UnicodeDecodeError: 'utf-8' codec can't decode byte 0xe9 in position 0: invalid continuation byte
I have a pandas dataframe, which I import as latin-1, I get a specific column, which contains a url, use re.findall to get a hex code from the url. I remove the 0x part and I get a correct hex code. However upon trying bytes.fromhex(hex).decode('utf-8'), I get a continuation byte error.
import re
import pandas as pd
import codecs
import binascii
df = pd.read_csv(file, encoding='latin-1', low_memory=False)

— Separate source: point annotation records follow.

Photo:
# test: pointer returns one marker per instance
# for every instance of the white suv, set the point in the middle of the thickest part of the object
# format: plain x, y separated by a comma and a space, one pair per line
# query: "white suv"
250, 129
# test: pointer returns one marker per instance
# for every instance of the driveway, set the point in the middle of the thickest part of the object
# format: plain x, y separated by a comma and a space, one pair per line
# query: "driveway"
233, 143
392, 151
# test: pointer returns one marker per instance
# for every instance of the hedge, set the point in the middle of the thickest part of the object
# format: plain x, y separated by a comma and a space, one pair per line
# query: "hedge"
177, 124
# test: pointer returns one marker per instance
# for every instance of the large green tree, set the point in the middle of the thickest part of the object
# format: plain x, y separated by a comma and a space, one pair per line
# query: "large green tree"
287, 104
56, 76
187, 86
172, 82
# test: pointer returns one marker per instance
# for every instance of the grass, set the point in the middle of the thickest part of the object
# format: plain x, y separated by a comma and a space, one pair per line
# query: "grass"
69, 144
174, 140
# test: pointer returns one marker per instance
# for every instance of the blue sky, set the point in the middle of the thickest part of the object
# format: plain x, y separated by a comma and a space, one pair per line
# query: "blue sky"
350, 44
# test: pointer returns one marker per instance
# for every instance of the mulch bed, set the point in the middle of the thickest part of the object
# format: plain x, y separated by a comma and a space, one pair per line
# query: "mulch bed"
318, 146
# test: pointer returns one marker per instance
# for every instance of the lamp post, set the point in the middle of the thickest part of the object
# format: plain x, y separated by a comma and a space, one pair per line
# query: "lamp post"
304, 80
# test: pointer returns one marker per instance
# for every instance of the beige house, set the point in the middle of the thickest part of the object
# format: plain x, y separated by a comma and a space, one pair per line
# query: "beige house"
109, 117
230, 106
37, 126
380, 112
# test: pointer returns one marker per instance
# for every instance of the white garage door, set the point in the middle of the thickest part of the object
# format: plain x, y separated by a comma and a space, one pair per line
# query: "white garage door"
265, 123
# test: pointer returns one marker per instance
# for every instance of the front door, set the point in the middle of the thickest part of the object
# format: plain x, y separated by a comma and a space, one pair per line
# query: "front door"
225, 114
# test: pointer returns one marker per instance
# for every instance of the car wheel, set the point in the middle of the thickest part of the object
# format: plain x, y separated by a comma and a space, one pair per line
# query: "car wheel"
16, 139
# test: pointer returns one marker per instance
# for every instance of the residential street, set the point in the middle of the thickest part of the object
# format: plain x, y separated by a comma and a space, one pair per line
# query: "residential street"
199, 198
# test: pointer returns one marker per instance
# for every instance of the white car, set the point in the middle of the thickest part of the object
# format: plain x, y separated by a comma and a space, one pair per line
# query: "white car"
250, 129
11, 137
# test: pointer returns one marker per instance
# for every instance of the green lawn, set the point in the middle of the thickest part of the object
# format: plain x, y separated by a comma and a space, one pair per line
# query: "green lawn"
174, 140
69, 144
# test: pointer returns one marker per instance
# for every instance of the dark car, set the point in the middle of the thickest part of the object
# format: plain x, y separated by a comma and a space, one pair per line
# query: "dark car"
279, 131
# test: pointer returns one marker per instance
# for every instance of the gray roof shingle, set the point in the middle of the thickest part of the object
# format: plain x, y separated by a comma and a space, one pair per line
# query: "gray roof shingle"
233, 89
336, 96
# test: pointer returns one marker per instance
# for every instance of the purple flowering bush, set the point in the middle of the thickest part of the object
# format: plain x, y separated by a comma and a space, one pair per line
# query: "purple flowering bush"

urls = df['g_maps_claimed']
def hex_to_string(hex):
if hex[:3] == ':0x':
hex = hex[3:].lower()
print("Corrected1:",hex)
elif hex[:2] == '0x':
hex = hex[2:].lower()
print("Corrected2:",hex)
print(len(hex))
# hex = hex.encode('utf-8').decode('latin-1')
# string_value = codecs.decode(hex, 'hex').decode('utf-8')
ascii_data = binascii.unhexlify(hex).decode('utf-8') #Takes one line from line and converts it to ASCII
print(ascii_data) #Prints the ascii on screen
# string_value = bytes.fromhex(hex).decode('utf-8') #<--ERROR!
# print("String value:",string_value)
# return string_value
for url in urls:
try:
hexadecimal_id = re.findall(':0x[A-Z0-9]*', url)[0]
except:
try:
hexadecimal_id = ''
except TypeError as error:
print(error, url)
print("Hexadecimal_id:",hexadecimal_id)
hex_to_string(hexadecimal_id)
# ascii_data = binascii.unhexlify(hex) #Takes one line from line and converts it to ASCII
# print ascii_data #Prints the ascii on screen
I've tried using both latin-1 encoding and ISO-8859-1 both producing the same error. UnicodeDecodeError: 'utf-8' codec can't decode byte 0xe9 in position 0: invalid continuation byte.
Example of what I get: Hexadecimal_id: :0xE91DF6E4F947252C Corrected1: e91df6e4f947252c It has a string class.
I tried looking over other answers, but didn't find anything that would work for me. Any help would be appreciated!